New Delhi: The Government might order an inquiry into all violence connected with Punjab instead of just riots in Delhi and other places following assassination of Indira Gandhi, the Prime Minister, Mr. Rajiv Gandhi, has indicated.
In an interview to Mr. M. J. Akbar, editor of the weekly “Sunday,” he indicated that an inquiry might be instituted after the assembly poll, possibly by March 30.
He denied that he was not ordering an inquiry into riots because he was afraid that it would expose participation of some Congressmen in the riots.
Once the Government decides to hold inquiry into the November riots, it may be possible to have a dialogue with the Akalis. The Akalis will then have no other alternative except to somehow explain that they want a settlement of the Punjab issue within the framework of the Constitution and that they are opposed to violence and extremism.
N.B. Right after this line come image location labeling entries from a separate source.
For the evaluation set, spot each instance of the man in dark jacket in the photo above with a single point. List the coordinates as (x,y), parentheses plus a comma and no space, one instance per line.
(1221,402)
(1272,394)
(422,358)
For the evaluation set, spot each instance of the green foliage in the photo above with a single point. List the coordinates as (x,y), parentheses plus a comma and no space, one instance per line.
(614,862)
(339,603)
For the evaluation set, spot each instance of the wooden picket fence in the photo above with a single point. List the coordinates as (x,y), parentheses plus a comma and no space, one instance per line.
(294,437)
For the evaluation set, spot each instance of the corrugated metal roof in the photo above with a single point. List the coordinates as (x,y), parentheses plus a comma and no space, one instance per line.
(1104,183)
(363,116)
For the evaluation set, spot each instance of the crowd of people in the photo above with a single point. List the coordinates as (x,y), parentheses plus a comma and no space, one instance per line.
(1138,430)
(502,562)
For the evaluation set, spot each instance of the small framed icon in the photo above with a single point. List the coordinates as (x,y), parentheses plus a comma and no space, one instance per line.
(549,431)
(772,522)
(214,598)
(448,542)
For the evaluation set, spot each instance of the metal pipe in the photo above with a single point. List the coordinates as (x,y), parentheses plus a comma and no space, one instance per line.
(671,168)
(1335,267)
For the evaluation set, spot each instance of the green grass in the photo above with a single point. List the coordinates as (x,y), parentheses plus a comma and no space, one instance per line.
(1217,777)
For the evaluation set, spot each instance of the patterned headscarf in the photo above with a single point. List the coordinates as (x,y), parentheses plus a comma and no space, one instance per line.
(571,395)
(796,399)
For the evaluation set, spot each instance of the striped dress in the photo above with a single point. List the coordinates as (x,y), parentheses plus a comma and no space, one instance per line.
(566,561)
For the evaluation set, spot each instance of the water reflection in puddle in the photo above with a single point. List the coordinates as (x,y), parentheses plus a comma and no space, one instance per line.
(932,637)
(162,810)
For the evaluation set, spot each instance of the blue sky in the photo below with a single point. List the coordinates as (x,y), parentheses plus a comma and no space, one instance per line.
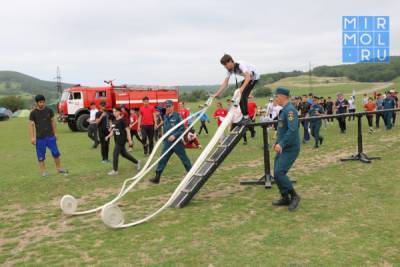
(174,42)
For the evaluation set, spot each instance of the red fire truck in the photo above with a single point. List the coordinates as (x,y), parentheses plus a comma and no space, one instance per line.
(73,107)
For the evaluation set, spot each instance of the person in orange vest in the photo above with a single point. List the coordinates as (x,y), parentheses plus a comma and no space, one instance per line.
(184,112)
(252,108)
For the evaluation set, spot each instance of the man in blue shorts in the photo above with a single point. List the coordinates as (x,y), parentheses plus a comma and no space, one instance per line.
(42,131)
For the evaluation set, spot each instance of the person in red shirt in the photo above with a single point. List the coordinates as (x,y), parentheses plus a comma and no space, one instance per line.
(147,118)
(133,124)
(220,113)
(125,114)
(252,108)
(191,140)
(184,112)
(370,106)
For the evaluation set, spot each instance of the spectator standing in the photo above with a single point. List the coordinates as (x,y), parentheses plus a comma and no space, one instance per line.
(92,129)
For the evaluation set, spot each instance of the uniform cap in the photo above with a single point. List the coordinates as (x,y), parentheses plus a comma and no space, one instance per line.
(282,91)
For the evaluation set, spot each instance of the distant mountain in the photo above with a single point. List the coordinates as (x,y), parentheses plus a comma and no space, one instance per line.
(15,83)
(363,72)
(191,88)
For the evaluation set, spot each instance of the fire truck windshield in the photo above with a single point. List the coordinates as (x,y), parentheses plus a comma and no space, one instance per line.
(64,96)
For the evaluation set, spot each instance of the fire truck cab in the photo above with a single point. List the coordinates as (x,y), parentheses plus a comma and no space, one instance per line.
(75,102)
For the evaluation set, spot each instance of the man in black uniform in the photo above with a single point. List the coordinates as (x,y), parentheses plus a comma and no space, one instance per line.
(121,133)
(329,108)
(102,120)
(342,106)
(287,148)
(304,107)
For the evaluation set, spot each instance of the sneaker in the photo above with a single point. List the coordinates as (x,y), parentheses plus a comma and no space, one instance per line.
(112,173)
(245,121)
(294,203)
(284,201)
(138,165)
(63,171)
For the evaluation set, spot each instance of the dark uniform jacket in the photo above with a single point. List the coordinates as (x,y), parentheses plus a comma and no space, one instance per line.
(170,120)
(288,128)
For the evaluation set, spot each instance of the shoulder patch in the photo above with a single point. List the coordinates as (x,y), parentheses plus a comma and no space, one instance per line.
(290,115)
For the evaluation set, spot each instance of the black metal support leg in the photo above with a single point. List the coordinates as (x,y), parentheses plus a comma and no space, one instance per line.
(266,180)
(360,156)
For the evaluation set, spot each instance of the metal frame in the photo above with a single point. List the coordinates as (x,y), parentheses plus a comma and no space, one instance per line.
(267,179)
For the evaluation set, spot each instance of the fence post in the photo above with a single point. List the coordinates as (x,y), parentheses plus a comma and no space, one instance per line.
(267,178)
(361,156)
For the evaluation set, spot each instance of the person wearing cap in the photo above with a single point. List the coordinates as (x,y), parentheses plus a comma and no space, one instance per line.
(157,128)
(171,119)
(121,132)
(388,103)
(92,129)
(264,116)
(370,106)
(252,109)
(42,131)
(146,121)
(220,113)
(315,124)
(102,121)
(251,77)
(379,106)
(203,119)
(393,93)
(304,108)
(184,112)
(287,148)
(341,106)
(329,108)
(125,114)
(269,107)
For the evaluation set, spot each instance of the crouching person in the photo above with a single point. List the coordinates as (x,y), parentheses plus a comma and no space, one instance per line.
(171,119)
(121,133)
(42,130)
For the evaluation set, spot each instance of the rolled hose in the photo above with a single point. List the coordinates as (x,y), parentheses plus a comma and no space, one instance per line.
(112,215)
(69,204)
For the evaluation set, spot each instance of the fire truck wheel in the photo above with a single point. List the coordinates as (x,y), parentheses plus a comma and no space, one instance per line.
(72,126)
(81,123)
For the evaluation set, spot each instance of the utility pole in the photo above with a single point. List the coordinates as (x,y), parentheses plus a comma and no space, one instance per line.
(58,84)
(310,78)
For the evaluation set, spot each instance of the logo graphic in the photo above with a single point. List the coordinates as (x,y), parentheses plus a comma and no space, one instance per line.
(365,39)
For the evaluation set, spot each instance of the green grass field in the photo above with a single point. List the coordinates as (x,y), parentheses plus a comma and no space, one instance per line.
(349,214)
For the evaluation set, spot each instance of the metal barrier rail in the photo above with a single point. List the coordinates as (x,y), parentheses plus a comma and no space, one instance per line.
(267,179)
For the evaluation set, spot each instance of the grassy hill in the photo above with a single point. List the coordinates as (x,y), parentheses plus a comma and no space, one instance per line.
(15,83)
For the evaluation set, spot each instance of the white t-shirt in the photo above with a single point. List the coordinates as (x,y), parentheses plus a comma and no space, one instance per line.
(351,104)
(269,107)
(237,114)
(92,117)
(244,68)
(275,111)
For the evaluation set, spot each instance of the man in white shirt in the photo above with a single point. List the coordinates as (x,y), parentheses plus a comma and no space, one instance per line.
(269,108)
(92,129)
(251,77)
(236,119)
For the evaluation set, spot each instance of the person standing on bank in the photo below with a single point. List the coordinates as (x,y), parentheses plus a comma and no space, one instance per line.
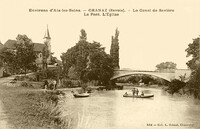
(137,92)
(133,91)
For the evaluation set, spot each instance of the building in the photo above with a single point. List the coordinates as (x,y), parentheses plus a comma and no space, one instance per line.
(38,48)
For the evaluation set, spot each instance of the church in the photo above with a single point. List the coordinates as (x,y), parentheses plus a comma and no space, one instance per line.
(38,47)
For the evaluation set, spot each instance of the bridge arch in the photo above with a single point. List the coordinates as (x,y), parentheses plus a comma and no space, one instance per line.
(144,73)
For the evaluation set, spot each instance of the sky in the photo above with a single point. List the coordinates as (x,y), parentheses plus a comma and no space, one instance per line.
(145,40)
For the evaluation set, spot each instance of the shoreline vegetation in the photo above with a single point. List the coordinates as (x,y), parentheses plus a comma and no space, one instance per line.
(31,108)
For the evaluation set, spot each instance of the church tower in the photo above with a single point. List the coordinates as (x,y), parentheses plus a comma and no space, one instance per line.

It is likely that in the next few days, some more leaders, including some opposition leaders and those who understand the Punjab problem, might be consulted either by the cabinet committee or by the Prime Minister himself. It appears that the Government’s first preference will be to have a negotiated settlement with the Akalis. If that does not materialize, the Government may think of making a unilateral declaration of its decisions on the crucial demands after taking the national opposition parties into confidence. But this will be the last resort.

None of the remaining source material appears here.